Cada vez que había conseguido ocasionarle un mínimo desperfecto a ese papel, éste se recuperaba solo. Nada había resultado, ni siquiera las llamas cuando lo tiró a la chimenea en un acceso de rabia. El fuego se había elevado alrededor del sobre con orgullo, sin ocasionarle una sola quemadura. Aquella mañana, desesperado y sin haber dormido durante días, había salido a la calle caminando a grandes zancadas. Le había arrebatado esas tijeras a un jardinero y ya no recordaba cómo había vuelto a casa.

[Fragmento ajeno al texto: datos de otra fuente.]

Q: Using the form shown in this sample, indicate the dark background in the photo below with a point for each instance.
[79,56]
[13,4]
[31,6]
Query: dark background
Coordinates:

Yació en el suelo entre sollozos, rodeado por el desorden, durante largas horas, hasta que el sol se puso y todo quedó arropado por la más absoluta oscuridad. Quería dormir. Dormir para siempre y no volver a despertar. Karen sabía cómo abrirlo y no tenía más remedio que acudir a ella. Sólo necesitaba darle a cambio una cosa. Se levantó con dificultad y empezó a rebuscar entre el caos, moviéndose errático por toda la casa, vaciando los cajones. Al fin lo encontró. Sujetó el delicado peine de caoba. La pieza era sencilla y no tenía ni engastes ni grabados, pero era de su madre, y con él la había peinado cada día durante su larga enfermedad, hasta que murió.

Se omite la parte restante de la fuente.